症状が安定してきた段階で社会復帰を目指す際には、リハビリテーションが欠かせません。このリハビリは、怪我からの回復を目指すスポーツ選手が試合に復帰する前に行うものと同様、段階を踏んで進める必要があります。心の病からの回復もまた、焦りから早期復帰を目指すことが病状の悪化につながるため、慎重な判断が求められます。

リハビリのタイミングと方法

リハビリテーションの開始タイミングと方法は、医師の専門的な判断に基づく必要があります。自分自身で「もう大丈夫」と判断して行動に移すことは、症状の悪化につながりかねないため、主治医と密接に連携し、適切なタイミングでリハビリを開始することが重要です。

リワーク施設の活用

社会復帰の準備として、医療保険や福祉制度を利用できるリワーク施設の活用も一つの選択肢です。これらの施設では、心の病から回復し社会に復帰するための支援が提供されます。自分に合ったリハビリテーションプログラムを見つけ、無理なく社会復帰に向けてステップを踏むことが可能です。

長期療養を経た後の社会復帰は、一朝一夕に達成できるものではありません。症状の安定化から始まり、段階的なリハビリテーションを経て、徐々に日常生活や職場環境への適応を図っていくプロセスが必要です。症状が安定した後の社会復帰に向けて、以下のポイントが考慮されるべきです。

症状のモニタリングと評価

継続的な医療フォローアップ:症状が安定しても、定期的な医師の診察を受け、精神状態の変化をモニタリングすることが重要です。症状の再発や悪化の兆候を早期に捉え、必要に応じて治療を調整することができます。

徐々に社会生活への参加

自己理解と自己受容

自分自身の状態を理解し受け入れる:長期療養を経た後の社会復帰では、自分自身の限界を理解し、無理のない範囲で活動を再開することが重要です。自己受容を深め、現状を前向きに捉える姿勢を持つことで、復帰へのモチベーションを保つことができます。

長期療養からの社会復帰は、個々の状態や環境に合わせた対応が必要です。専門家の指導のもと、自分に合ったペースで進めることが、成功への鍵となります。

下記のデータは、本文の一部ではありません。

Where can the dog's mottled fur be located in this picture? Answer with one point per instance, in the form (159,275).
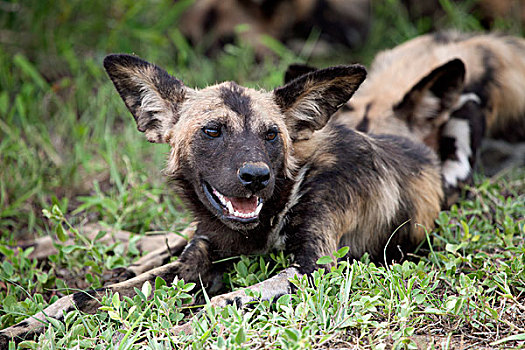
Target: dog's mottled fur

治療と仕事の両立は、個人の状況や職場環境によって最適な対応が異なります。自己判断による早計な行動は避け、主治医や信頼できる人と相談しながら、慎重に決定することが大切です。

治療と仕事の両立:休職せずに働き続ける場合の対応

精神的な健康問題が発覚した場合、特にうつ病などの診断を受けたとき、多くの人が直面するのは「治療を続けながら仕事をするべきか」、「会社に状況を伝えるべきか」という問題です。ここでは、休職せずに働き続ける選択をした場合の考慮事項と、職場への伝え方について掘り下げてみましょう。

職場への情報共有の是非

メンタルヘルスケアへの理解度:所属する職場が精神疾患に対してどの程度の理解を示しているかは、大きな要素です。企業文化や産業医の有無、メンタルヘルス支援体制の充実度なども、情報共有の判断基準になります。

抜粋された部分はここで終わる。